Expert: Circulating tumor DNA is a "hidden link" for monitoring colorectal and other cancers

Expert: Circulating tumor DNA is a “hidden link” for monitoring colorectal and other cancers

In an interview with Pharmacy Times Bruce Feinberg, DO, vice president and chief physician at Cardinal Health Specialty Solutions, discussed the use of circulating tumor DNA (ctDNA), its current use in colorectal cancer, and how it could be used in the future at the annual meeting of the American Society for Clinical Oncology (ASCO) 2022. in other cancers.

What is circulating tumor DNA and how is it currently used in oncology?

Bruce Feinberg, DO: So interestingly, when we think back to the early years of cancer, we thought cancer was an organ disease. It is a disease of the breast, and as a result, radical mastectomy has removed the breasts, the muscles under the breasts, all the lymphatic vessels in the breast area, all the blood vessels in the breast area. And these were radical operations with serious side effects and really disfiguring [to] patient. When we learned that cancer cells were microscopic — thousands of them fit on a pinhead — they enter the circulation and the bloodstream before the tumors are large enough to be seen, we realized that it was no longer the case. organ disease, it is a cell disease. And those cells then circulate, so we had to start introducing, we could use fewer surgeries, but we had to give total body treatment in the form of adjuvant therapy, adjuvant chemotherapy – or adjuvant hormone therapy in case of breast – in order to try to destroy those cells that leaking into circulation. We have now evolved to understand that this is all a genetic process in which abnormal gene expression leads to cell behavior, which then leads to the cells escaping into circulation before the tumors are large enough to be seen. . Thus, over time, these developments have reformulated our ability to understand and think about cancer treatment.

We now understand that as these cells enter the circulation, the cells themselves may not remain intact, but their DNA signatures will remain – the chemical DNA is still there. And so cellular free-circulating tumor DNA is this kind of hidden connection to what happens to cancer. And it’s a hidden link that gives us a sensitivity of understanding that is much greater than what we can gain by displaying. When imaging, we are limited to the size of the tumor, which is a centimeter, maybe up to half a centimeter. With circulating tumor DNA, we get to several exponential levels below that, and it’s a way to truly understand how much cancer there may be in a patient’s body at the submicroscopic level. So it’s a really interesting tool.

It was already useful in liquid tumors, because it was thought that the cells already lived in the blood, there should still be elements of DNA. But we realize that it is also present in solid tumors. And I can imagine the day, and it could be in 10 years, that we don’t do a CT scan every 3 months, but instead take a blood sample to see if circulating tumor DNA is still present in the body. instead of trying a CT scan to see if there is still a large cluster of cancer cells.

How is ctDNA specifically useful in colorectal cancer?

Bruce Feinberg, DO: So as for the solid tumors in which circulating tumor cell-free DNA has been found and studied, there are several that are beginning to emerge where studies have matured, refined, large enough to provide evidence to extend this the theory that we can move beyond traditional imaging to another way of assessing tumor persistence in the body.

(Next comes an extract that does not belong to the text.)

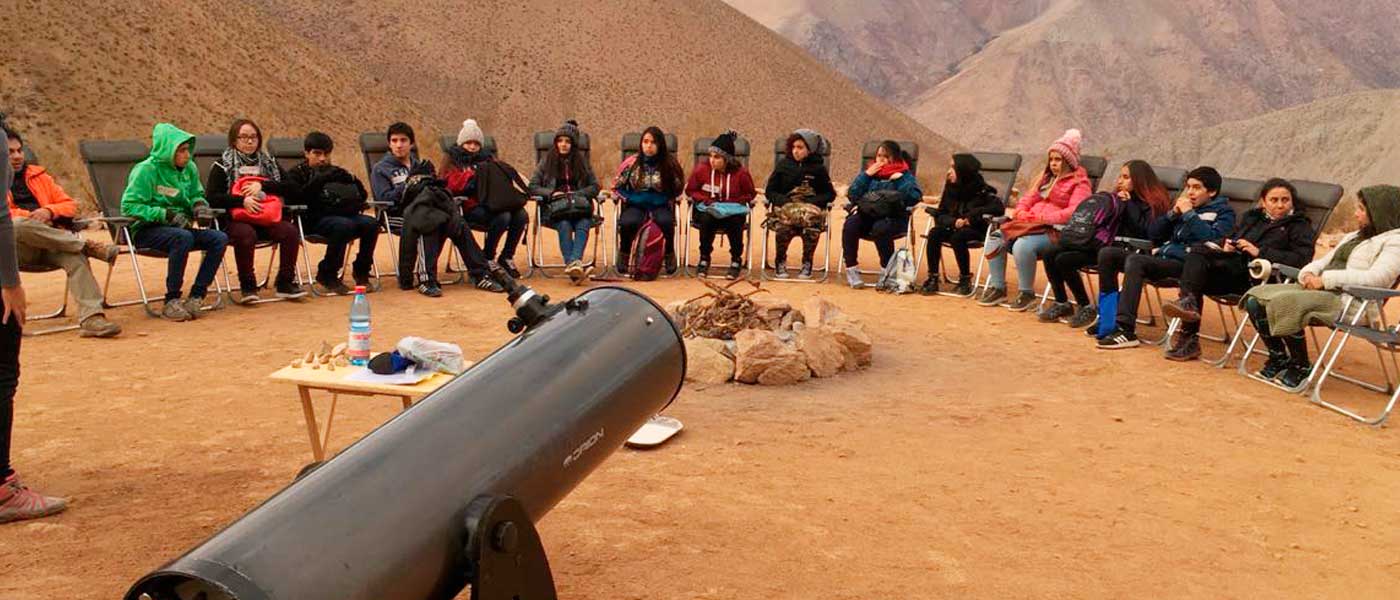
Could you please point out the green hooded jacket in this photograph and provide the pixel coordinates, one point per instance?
(156, 186)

And colon and rectal cancer is one of those tumors that has been extensively studied for which there is published data. And since there is strong evidence now, the question for us as researchers has been, now that there is evidence, to what extent is this evidence accepted? And is it valued to the extent that it is used? And that was the reason for the research.

How did your research go and what was its goal?

Bruce Feinberg, DO: Most of our work is that we contact the prescribing physicians, the attending physicians. So much observational data has historically focused on the use of claims data that tells you what and when was done, with the argument being a service charge system, everything that is done will be charged, so be a billing record. And that was the basis when we switched to electronic medical records. The idea is that everything in the medical record could then be another source of data. The problem with medical records is that much of what is there is not structured, which means it’s just an open story. Imagine that a doctor dictates after seeing a patient, and we have tried to use tools such as natural language processing to try to use algorithms to identify meaningful lists from what has been said in a high-performance method. But we still have a lot to learn about why things were done that are often not mapped. And what we often have to do is go directly to the attending physician to find out why and what. And so it helps to create patterns of care, the choice of architecture, things that are important in a broader view of understanding why care is what care is. And in the case of this study, we did it. We went to the doctors and wanted to understand the extent to which they knew about the circulating DNA data in tumor cells, whether they found the evidence to be convincing or not, and the extent to which they used it in patients with colorectal cancer.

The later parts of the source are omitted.